Le cadeau d'Ibrahim / Chapitre 16

Chapitre 16

J’en ai marre de cette vie à la con. Et ces crétins de parents qui ne voient rien, me traitent comme si j’avais dix ans. S’ils savaient tout ce qui me trotte en tête, nous irions ensemble à l’asile. Je ne peux même pas aller voir une copine, j’en ai pas. Il y a bien deux ou trois filles sympas, sans plus. Je passe pour la nana bizarre, la minette qui la joue mystère et solitaire. Si elles savaient combien j’en crève de cette solitude, combien j’aimerai ne pas vivre dans le secret. Je n’y peux rien, moi, si j’suis un monstre. Leur dévoiler, ne serait ce qu’un pan de mes... de mes dons, on va dire... et, je serai, davantage encore, la cinglée qui fait son intéressante. Alors quoi ? Devrai-je toujours avoir pour seuls confidents mes arbres, n’être que mensonge parmi les hommes ? Remarque, pour ce qu’ils valent ! Mais il y a Lucas. Que lui dire ? Il veut m’apprivoiser, me connaître, m’aimer, comment ne pas l’effrayer, le perdre ? Depuis l’enfance, je me cache. Serait-ce ce voile qui l’attire ? Silence ou vérité ? Je tourne en rond. Pas de guide. Il n’est plus question que mes parents dessinent ma vie. Maman par ci et maman pense ça par là. VA CHIER MAMAN. Oui, mais sans eux, c’est le vide, je suis seule. Personne pour voir le monstre, le conseiller. Il ne me reste plus qu’à aller m’oublier auprès d’Ebdel, mon petit arbre adoré qui, lui, sait m’apaiser, me connaît.

Le parc est désert, il faut dire que le temps est plus au ciné qu’à la balade, mais avec les parents : jamais ! C’est fini la gentille famille, les roucoulades, ma Lisa chérie, les lasagnes à la con. Oh, mon Ebdel, tu perds tes feuilles ! Tu es très beau aussi en roux échevelé !

Adossé tout contre Ebdel, je fais une boule de mon corps glacé, pour protéger du froid mes organes. Respiration abdominale pour descendre en moi, et petit à petit, le cœur ralentit, mon corps disparaît. Je prend le rythme d’Ebdel, me cale sur son souffle, lent et régulier. Il me perçoit, m’accueille. Déjà, son esprit me réchauffe. Je lui donne ma douleur, il me renvoie sa force, m’offre sa patience. Nous nous enlaçons ; je puise au fond de la terre l’énergie brute qui anime.

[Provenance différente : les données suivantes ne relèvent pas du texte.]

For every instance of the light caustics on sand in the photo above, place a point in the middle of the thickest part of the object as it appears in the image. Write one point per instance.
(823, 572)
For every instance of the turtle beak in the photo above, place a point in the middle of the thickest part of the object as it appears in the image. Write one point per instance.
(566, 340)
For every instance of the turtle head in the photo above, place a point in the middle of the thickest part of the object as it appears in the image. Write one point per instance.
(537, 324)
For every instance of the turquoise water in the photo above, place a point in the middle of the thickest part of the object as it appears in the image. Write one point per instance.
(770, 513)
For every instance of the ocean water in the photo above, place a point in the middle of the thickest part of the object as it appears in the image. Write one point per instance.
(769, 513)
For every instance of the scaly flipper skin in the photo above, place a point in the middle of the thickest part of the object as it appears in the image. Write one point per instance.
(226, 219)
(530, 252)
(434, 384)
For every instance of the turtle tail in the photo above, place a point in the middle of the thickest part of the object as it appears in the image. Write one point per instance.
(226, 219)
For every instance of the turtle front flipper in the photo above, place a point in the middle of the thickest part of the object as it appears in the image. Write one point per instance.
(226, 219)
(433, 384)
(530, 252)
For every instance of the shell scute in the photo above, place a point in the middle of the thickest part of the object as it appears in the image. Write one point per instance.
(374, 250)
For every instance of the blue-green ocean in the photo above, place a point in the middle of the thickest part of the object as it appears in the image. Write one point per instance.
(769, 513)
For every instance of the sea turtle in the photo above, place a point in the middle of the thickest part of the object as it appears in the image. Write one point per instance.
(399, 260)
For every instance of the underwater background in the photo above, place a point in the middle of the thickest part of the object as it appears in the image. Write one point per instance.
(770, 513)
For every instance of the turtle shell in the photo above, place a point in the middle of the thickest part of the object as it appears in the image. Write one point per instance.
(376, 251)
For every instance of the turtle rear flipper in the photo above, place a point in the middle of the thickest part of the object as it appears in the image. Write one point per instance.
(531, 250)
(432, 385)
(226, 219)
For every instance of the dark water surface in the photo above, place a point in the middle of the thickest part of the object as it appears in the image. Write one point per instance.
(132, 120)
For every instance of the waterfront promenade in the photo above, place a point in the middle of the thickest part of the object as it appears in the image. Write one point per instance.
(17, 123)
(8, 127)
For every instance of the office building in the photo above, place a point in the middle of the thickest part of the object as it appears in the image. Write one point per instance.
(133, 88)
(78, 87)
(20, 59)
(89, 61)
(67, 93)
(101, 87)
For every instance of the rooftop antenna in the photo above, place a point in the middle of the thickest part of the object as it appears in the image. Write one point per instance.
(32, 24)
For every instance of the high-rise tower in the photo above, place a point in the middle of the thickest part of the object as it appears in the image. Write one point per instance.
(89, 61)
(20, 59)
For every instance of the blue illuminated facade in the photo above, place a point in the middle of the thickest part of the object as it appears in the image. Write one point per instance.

Cela fourmille en moi, électricité, magnétisme, je ne sais, mais cette minuscule multitude crépite à mes pieds pour remonter jusqu’au cerveau. L’excédent d’énergie s’évacue de mes cheveux. Le tronc d’Ebdel, sa colonne de vie, communication entre l’intérieur et l’extérieur, le reçu et le donné, m’apporte sagesse et rectitude. Tous mes membres, mes organes, se repositionnent à la recherche de l’équilibre, de la transmission parfaite ; je m’étire. Puis, en remontant les branches, j’atteins au feuillage, la vibration, le jeu du vent, le subtil langage, la pensée réactive entre le dedans et le dehors. L’échange entre ce qui est moi et ce qui ne l’est pas. Plus de question, plus de malaise, juste Ebdel et moi, ne formant qu’un corps pour deux esprits, vibrant aux mêmes pulsions.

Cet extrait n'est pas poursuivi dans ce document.